Portare fuori i bambini a mezzanotte a mangiare il gelato, farli addormentare in spiaggia sotto un asciugamano, dare la caccia nel fine settimana ai banchetti campagnoli di frutta e verdura più sani del mondo, fare scorta di cocomeri e albicocche e poi cibarsi solo di birra e patatine fritte, con la scusa che non c’è tempo.
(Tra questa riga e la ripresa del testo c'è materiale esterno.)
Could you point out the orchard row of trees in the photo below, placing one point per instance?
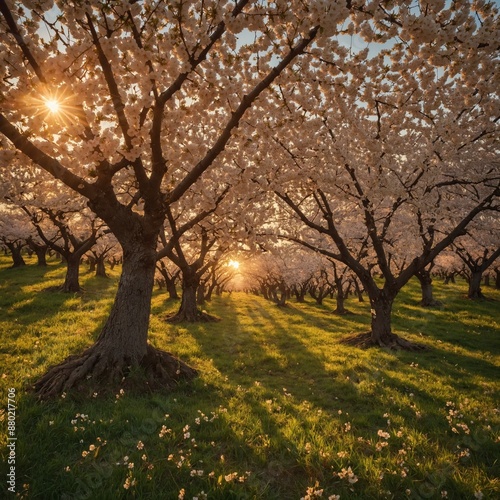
(277, 275)
(365, 131)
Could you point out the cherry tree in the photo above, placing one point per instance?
(478, 250)
(128, 104)
(401, 142)
(103, 248)
(14, 232)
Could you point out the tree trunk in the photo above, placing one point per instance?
(200, 294)
(475, 291)
(100, 268)
(40, 252)
(340, 300)
(171, 289)
(381, 333)
(381, 312)
(122, 343)
(71, 282)
(189, 310)
(92, 263)
(17, 257)
(425, 279)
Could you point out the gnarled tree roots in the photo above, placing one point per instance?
(98, 370)
(395, 343)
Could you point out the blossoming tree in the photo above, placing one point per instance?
(128, 104)
(401, 144)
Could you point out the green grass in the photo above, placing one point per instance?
(279, 407)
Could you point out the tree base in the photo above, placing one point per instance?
(98, 371)
(198, 317)
(342, 312)
(62, 288)
(394, 343)
(431, 303)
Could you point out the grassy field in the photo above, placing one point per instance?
(280, 410)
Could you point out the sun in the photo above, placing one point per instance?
(53, 105)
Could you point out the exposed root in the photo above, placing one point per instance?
(96, 370)
(199, 317)
(394, 343)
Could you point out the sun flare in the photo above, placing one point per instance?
(53, 105)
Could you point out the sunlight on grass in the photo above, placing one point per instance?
(279, 405)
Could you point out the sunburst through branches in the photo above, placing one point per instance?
(54, 106)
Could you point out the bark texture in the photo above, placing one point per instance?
(122, 345)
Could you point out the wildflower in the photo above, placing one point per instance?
(231, 477)
(164, 431)
(349, 474)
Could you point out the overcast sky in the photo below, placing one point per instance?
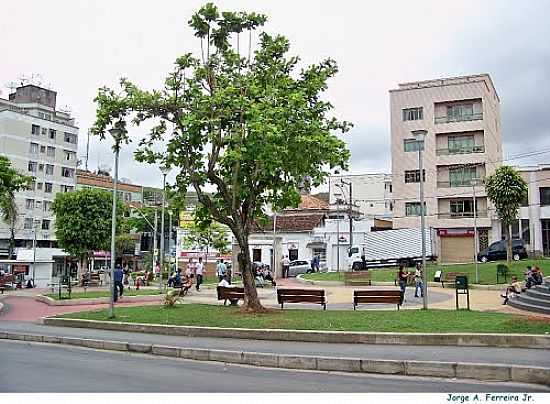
(78, 46)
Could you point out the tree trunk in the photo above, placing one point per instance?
(509, 243)
(251, 300)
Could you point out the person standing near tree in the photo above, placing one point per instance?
(199, 268)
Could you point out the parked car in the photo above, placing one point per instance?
(497, 251)
(298, 267)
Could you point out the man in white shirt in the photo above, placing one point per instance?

Guidare scalzi, lamentarsi dell’aria condizionata rotta e subito dopo lamentarsi dell’aria condizionata stile pinguini che fanno il bagno fra i ghiacci, e soprattutto avere sempre una scusa prontissima per tutto quel che non va di fare: mi dispiace, devo raggiungere i bambini al mare, mi dispiace finisce il workshop di acquerelli, mi dispiace devo andare a prendere il figlio grande in montagna al corso di stelle alpine, mi dispiace ma è la settimana campeggio selvaggio, scusa ma è proprio il weekend del nudismo in Corsica.
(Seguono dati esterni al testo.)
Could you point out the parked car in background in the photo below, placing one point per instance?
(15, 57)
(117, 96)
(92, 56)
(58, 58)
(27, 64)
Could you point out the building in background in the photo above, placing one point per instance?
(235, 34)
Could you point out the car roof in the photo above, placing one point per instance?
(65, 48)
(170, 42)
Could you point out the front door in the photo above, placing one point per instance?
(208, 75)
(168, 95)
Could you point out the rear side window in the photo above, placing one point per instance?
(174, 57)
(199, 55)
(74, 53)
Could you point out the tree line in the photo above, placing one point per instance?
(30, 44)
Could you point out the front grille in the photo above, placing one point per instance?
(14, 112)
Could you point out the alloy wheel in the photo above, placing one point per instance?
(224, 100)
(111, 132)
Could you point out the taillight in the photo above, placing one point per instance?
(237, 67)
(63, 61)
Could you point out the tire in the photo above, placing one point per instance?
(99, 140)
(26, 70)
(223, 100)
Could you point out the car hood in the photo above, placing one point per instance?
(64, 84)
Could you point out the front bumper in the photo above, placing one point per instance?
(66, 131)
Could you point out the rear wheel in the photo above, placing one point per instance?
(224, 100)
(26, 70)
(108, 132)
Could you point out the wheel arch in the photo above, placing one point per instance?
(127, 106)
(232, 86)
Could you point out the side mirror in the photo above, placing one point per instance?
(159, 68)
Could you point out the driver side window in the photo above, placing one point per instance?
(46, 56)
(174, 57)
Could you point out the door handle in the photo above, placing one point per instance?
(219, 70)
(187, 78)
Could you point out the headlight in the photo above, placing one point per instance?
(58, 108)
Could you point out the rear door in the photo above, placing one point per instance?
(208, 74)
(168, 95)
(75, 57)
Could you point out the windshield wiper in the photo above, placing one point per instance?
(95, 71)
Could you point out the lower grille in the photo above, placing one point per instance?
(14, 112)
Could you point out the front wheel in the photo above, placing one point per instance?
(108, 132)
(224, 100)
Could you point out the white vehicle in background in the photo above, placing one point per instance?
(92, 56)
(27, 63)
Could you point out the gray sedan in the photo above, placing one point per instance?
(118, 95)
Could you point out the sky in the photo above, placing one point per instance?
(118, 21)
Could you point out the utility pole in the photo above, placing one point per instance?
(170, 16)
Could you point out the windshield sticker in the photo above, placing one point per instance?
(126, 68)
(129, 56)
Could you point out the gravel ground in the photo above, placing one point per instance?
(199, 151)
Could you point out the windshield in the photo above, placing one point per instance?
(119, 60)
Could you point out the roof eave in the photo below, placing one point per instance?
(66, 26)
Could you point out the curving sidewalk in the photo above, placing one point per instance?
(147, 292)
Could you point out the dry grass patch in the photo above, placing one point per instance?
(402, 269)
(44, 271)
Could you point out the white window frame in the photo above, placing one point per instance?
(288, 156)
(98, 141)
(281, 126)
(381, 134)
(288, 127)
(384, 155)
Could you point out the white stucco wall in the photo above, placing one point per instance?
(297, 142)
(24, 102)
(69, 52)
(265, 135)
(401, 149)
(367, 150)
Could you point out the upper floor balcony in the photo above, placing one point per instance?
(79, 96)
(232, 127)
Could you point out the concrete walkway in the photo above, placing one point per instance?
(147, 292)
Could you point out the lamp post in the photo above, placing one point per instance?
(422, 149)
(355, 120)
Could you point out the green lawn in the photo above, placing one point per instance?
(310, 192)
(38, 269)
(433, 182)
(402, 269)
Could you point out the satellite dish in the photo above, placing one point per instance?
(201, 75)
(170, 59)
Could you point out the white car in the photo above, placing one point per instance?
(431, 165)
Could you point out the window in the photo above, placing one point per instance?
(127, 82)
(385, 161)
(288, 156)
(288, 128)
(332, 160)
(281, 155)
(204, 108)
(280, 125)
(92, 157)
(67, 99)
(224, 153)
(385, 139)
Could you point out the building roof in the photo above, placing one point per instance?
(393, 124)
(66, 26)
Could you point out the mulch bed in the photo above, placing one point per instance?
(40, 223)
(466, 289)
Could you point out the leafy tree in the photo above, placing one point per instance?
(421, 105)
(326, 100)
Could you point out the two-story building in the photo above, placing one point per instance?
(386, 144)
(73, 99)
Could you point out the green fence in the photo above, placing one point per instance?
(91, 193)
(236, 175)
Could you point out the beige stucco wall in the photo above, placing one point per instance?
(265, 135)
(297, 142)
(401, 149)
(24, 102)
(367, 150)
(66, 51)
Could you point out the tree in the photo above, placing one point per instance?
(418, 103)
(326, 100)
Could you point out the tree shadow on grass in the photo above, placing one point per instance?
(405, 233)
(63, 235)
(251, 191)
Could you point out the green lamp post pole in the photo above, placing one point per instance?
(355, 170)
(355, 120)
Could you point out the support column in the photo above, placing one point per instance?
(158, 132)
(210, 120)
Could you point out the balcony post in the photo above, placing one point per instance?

Perché, poi, a un certo punto arriva il momento in cui i figli non sono ancora insopportabili adolescenti che urlano: vecchiaa ti odioo, ma bambini svegli che partono per qualche vacanza educativa e super controllata, o semplicemente vanno tre giorni al mare dalla migliore amica (una mamma molto sciolta ha mandato il figlio di undici anni per un mese in un camp estivo a San Paolo, in Brasile, con accompagnatori ventenni: lei finge di essere molto serena, e io l’ammiro per questo, ma ora le trema una palpebra e ha comprato all’accompagnatrice ventenne un iPhone5 e promesso altri regali costosi purché le mandi ogni giorno su whatsapp notizie e foto del suo bambino).
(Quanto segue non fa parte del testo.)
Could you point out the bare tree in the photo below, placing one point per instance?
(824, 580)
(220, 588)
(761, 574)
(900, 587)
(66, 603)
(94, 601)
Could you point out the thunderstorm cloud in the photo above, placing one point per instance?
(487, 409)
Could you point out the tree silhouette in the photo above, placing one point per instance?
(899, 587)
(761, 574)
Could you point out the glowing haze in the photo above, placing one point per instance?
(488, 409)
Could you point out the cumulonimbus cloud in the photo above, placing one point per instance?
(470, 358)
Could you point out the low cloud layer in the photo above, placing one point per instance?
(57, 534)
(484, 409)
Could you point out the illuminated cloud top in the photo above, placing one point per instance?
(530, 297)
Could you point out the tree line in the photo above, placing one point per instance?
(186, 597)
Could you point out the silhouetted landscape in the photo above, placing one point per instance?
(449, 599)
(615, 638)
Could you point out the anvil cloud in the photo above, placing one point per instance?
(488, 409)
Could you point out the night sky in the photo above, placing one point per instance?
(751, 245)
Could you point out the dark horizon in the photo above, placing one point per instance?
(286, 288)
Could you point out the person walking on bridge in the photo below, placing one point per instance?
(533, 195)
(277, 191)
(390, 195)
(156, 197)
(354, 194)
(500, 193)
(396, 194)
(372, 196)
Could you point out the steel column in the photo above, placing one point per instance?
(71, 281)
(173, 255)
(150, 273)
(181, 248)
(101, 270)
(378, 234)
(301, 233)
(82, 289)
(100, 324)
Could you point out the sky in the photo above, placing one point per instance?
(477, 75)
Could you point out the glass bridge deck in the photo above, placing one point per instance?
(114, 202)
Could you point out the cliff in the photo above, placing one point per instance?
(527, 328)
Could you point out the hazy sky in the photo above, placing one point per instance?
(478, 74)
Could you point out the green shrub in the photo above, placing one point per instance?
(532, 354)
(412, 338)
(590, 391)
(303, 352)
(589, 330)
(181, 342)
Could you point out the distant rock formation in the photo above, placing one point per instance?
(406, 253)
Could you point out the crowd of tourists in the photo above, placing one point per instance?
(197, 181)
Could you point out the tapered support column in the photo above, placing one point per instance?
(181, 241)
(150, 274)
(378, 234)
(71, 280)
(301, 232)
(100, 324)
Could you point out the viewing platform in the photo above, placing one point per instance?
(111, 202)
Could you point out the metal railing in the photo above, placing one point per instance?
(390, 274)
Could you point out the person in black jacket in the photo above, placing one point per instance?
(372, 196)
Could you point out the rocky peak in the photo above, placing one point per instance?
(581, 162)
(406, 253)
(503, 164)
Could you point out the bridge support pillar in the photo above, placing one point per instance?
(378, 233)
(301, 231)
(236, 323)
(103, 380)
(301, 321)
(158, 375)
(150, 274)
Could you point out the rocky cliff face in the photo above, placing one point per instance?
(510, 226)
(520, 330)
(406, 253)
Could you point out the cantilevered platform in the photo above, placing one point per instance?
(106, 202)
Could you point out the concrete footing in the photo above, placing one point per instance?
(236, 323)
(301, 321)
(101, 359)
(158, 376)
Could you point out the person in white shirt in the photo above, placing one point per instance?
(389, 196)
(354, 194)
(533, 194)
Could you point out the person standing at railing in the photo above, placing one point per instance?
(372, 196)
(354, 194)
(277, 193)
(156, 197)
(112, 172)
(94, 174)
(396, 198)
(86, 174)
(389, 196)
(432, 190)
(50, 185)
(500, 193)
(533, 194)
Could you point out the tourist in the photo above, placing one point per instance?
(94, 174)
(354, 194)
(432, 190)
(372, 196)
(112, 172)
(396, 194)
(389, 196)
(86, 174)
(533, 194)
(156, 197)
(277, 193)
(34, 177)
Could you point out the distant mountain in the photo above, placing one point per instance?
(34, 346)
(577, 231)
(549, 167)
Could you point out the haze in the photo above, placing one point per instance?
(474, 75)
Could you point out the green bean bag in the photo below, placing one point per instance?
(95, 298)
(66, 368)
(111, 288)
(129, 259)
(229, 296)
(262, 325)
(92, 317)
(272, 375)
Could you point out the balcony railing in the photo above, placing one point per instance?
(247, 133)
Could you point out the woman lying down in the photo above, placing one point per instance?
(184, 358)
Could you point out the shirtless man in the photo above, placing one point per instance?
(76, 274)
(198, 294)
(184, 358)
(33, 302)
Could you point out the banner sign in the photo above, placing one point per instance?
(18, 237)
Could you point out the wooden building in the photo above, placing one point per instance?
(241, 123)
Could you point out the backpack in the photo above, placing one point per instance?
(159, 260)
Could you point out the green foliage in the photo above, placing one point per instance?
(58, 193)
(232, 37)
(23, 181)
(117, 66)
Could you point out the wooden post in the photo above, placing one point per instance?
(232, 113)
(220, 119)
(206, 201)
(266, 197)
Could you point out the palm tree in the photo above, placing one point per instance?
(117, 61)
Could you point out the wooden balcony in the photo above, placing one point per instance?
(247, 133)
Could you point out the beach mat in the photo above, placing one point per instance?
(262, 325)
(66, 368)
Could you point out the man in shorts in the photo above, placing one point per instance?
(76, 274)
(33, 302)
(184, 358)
 I figli partono e i genitori restano in città a lavorare, ma indossano magliette di concerti di vent’anni prima, si imbucano alle feste, scrivono romanzi, si tuffano nelle fontane e girano per la città in Vespa di notte, in uno stato di trance dovuto alla troppa improvvisa libertà, bevono i cocktail dell’adolescenza, compresa la Sangria, e finiscono di solito a vomitare nei bagni pubblici o a fare scenate di gelosia alla moglie che balla sulla spiaggia mentre uno sconosciuto le soffia frasi all’orecchio.

D’estate, nel tempo sospeso fra quello fantasmagorico delle vacanze e quello normale dell’ufficio svuotato dai turni delle ferie, succede sempre qualcosa, ed è questo il vero passaggio fra l’anno vecchio e l’anno nuovo, in cui fare promesse, propositi (piscina tutto l’inverno per i bambini, lo giuro, spergiuro almeno da cinque estati), in cui buttare dalla finestra quello che si è rotto, compresi gli occhiali da sole specchiati che sulla spiaggia sembravano bellissimi, e tutti ci venivano a parlare da vicino, guardandoci negli occhi e facendo strane facce ammiccanti, ma in realtà si stavano sistemando i capelli e controllando di non avere insalata fra i denti.

D’estate, con i bambini che non vanno a scuola, la mattina si può guardarli dormire, con le bocche spalancate, i denti caduti, abbracciati a un secchiello pieno di conchiglie sporche (i granchi, dopo lunghe discussioni, sono stati liberati nella notte cantando loro, come incoraggiamento: “Oggi qui domani là, io amo la libertà” di Patty Pravo). Perché poi, a lungo invocato, arriva il primo giorno di scuola.

 Loro sono un po’ più alti, un po’ più grandi.

E scrive Caitlin Moran che “i cancelli della scuola sembrano il primo punto di raccolta dopo un incidente aereo.

Genitori con gli occhi sbarrati salutano i figli che entrano nell’edificio: hanno l’aspetto di chi ha speso così tanti soldi e ha chiesto così tanti favori ai nonni che ora ha bisogno di stare sdraiato immobile per cinque giorni prima di sentirsi di nuovo normale” .

Solo a emergenza finita ci si accorge del tempo prezioso che è stato, e dodici settimane forse sono tante, ma sono anche appena sufficienti a ristabilire il disordine necessario, le lentiggini, i viaggi in auto di notte per non perdere la mattina di lavoro, le passeggiate in montagna con la promessa che in cima si troverà un negozio Disney.

E la possibilità di inventarsi ogni volta un’emergenza più complicata.